Anyways I got to studyin this here ape and I thought: Well hell. He ain't big as me. They had him up there on a chain. I remember he was setting on a stool eatin a head of red cabbage. . .
Well they got us back there and got the gloves on me and all, and this feller that owned the ape, he told me, said: Now don't him him too hard out there cause if you do you'll make him mad and you'll be in some real trouble. I thought to myself: Well he's tryin to save his ape a whippin is what he's tryin to do. Tryin to protect his investment. . .
I stepped out and circled the old ape. . . He didn't look like he was goin to do nothin much so I reached out and busted him one. He just kindly looked at me. . .

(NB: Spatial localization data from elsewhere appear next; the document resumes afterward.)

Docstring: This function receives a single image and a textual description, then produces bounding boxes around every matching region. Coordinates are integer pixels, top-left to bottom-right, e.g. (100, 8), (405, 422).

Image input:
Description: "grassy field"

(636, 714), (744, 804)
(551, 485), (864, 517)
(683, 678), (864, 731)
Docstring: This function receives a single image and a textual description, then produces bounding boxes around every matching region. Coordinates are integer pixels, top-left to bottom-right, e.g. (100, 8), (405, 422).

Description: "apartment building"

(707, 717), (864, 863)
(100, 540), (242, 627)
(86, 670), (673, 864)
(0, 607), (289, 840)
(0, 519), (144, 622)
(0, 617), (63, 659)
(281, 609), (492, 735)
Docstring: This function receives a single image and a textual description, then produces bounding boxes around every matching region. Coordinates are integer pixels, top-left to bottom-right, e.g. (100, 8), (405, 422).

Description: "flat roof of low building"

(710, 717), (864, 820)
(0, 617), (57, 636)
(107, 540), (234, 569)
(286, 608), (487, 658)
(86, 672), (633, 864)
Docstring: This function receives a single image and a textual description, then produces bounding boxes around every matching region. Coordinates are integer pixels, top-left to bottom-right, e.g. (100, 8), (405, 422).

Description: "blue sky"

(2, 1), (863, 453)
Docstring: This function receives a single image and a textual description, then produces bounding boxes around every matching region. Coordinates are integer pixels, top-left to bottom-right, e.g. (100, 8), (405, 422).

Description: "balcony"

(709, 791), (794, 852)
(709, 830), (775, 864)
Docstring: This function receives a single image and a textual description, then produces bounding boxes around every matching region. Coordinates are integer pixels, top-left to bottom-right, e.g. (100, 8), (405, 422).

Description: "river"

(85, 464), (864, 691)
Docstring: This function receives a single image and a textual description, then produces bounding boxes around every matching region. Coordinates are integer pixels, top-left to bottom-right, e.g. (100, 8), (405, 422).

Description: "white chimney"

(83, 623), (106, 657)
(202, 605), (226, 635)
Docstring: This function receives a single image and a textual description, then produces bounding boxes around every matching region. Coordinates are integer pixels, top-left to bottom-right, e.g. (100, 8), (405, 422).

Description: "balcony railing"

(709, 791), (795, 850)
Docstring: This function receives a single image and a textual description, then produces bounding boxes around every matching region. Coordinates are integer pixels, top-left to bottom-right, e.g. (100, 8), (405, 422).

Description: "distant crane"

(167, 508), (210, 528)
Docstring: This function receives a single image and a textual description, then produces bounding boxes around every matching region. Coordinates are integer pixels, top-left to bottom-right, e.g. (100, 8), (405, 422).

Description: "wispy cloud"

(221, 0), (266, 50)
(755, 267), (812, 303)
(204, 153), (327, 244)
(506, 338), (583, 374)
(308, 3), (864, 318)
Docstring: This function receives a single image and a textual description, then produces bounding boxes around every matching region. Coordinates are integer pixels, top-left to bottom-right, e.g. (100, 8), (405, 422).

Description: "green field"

I think that all through this book, the author's comparisons between animals and humans show humans in a bad light. And the author's scorn for humanity is not reserved for Lester, it spills out to everyone as it is made clear that Lester could be any one of us. Pg. 4 - "A child of God much like yourself perhaps." Pg. 156 - "You could say that he's sustained by his fellow men, like you." Everyone has the ability to be Lester, and for the people who are on the fringe and are unaccepted by society, it is even more likely.

Friday, July 24, 2009


This blog has been established for the participants in English 275, "Cormac McCarthy and the West," Summer Quarter, 2009 at the Ohio State University at Marion. On it, we will post contributions to the intellectual life of the class in a relatively informal way. Each of you will required to post, at minimum, once a week, but I would encourage you to post more often than that. You are also required to reply to one post written by a classmate each week, but again, I would encourage you to do better than that. As with all online forums, it will be what you make of it. I'll post relatively frequently, but as there are eighteen of you and there is only one of me, the majority of the discussion will be between you.

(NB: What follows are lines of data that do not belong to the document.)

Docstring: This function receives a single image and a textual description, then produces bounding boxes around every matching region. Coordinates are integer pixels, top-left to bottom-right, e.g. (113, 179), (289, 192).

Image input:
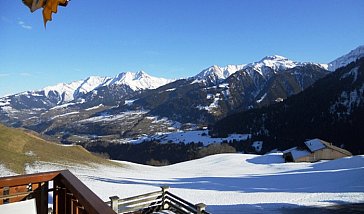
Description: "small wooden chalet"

(283, 138), (352, 162)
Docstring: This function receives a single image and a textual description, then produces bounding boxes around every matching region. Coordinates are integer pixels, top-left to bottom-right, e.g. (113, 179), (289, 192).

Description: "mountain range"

(212, 56), (364, 154)
(0, 45), (363, 153)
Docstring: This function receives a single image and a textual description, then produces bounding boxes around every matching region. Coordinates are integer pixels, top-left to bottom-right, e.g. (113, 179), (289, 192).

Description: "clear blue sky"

(0, 0), (363, 97)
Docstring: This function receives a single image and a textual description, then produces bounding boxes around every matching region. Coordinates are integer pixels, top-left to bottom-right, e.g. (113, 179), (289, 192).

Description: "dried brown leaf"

(42, 0), (68, 27)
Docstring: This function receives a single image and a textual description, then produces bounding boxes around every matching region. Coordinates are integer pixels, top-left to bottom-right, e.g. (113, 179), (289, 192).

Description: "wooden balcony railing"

(107, 186), (209, 214)
(0, 170), (116, 214)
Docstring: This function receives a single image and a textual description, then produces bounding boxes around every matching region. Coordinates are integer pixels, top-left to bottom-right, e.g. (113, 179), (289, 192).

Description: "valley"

(1, 46), (364, 164)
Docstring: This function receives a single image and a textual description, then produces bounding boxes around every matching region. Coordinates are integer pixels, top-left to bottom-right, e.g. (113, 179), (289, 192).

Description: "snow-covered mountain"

(194, 64), (245, 84)
(195, 55), (327, 85)
(1, 46), (363, 145)
(43, 76), (111, 104)
(104, 71), (172, 91)
(244, 55), (301, 76)
(242, 55), (330, 79)
(42, 71), (172, 103)
(328, 45), (364, 71)
(212, 56), (364, 154)
(0, 71), (172, 109)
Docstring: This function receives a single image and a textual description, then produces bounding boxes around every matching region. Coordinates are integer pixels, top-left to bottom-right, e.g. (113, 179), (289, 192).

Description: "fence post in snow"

(161, 186), (170, 209)
(196, 203), (206, 214)
(109, 196), (119, 213)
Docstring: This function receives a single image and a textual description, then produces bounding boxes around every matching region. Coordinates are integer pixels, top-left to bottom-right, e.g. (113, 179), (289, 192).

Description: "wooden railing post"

(53, 179), (66, 214)
(161, 186), (169, 210)
(37, 182), (49, 214)
(109, 196), (119, 213)
(196, 203), (206, 214)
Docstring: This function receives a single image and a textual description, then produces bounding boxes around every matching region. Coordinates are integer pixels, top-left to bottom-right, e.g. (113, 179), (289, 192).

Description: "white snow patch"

(196, 105), (209, 111)
(275, 97), (284, 102)
(207, 93), (221, 112)
(0, 98), (10, 107)
(252, 141), (263, 152)
(206, 94), (213, 99)
(0, 164), (15, 177)
(330, 84), (364, 115)
(341, 67), (359, 83)
(124, 99), (137, 106)
(257, 93), (267, 103)
(50, 102), (76, 110)
(52, 111), (79, 119)
(129, 130), (250, 146)
(85, 104), (104, 111)
(79, 111), (148, 123)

While the forum is informal and you may post anything you like here, I'd like for us to observe two simple rules. The first is that we are respectful of one another as human beings and holders of opinions. If you don't have something nice to say about someone, do it in person. Second, I want to see some actual thought put into the things you write here--postings written in a distracted state or solely to get credit for the bare minimum, once-per-week requirement will be recognized as such and will likely not get credit. Writing "I don't understand Blood Meridian" does not contribute to the intellectual life of the class; trying to understand or pointing out specific incomprehesible points would be much more productive. Writing "Pretty Horses is boring" doesn't contribute to the intellectual life of the class, but explaining what sorts of reference points one might use to show that the novel is boring or that boredom is a textual effect being created by specific techniques in the novel would be interesting to discuss. This is a place for you to press yourself to say interesting things about things you find interesting. You may suggest readings of scenes or characters, interpret symbols or figurative language, work out ideas for your response,critical or influence papers, raise questions, try to answer them, pursue ideas we leave short in class, raise new ideas or avenues of discussion--whatever you like. So long as there's thought behind what you write, pretty much everything is permitted--even allusions to Raskolnikov. Have a good time.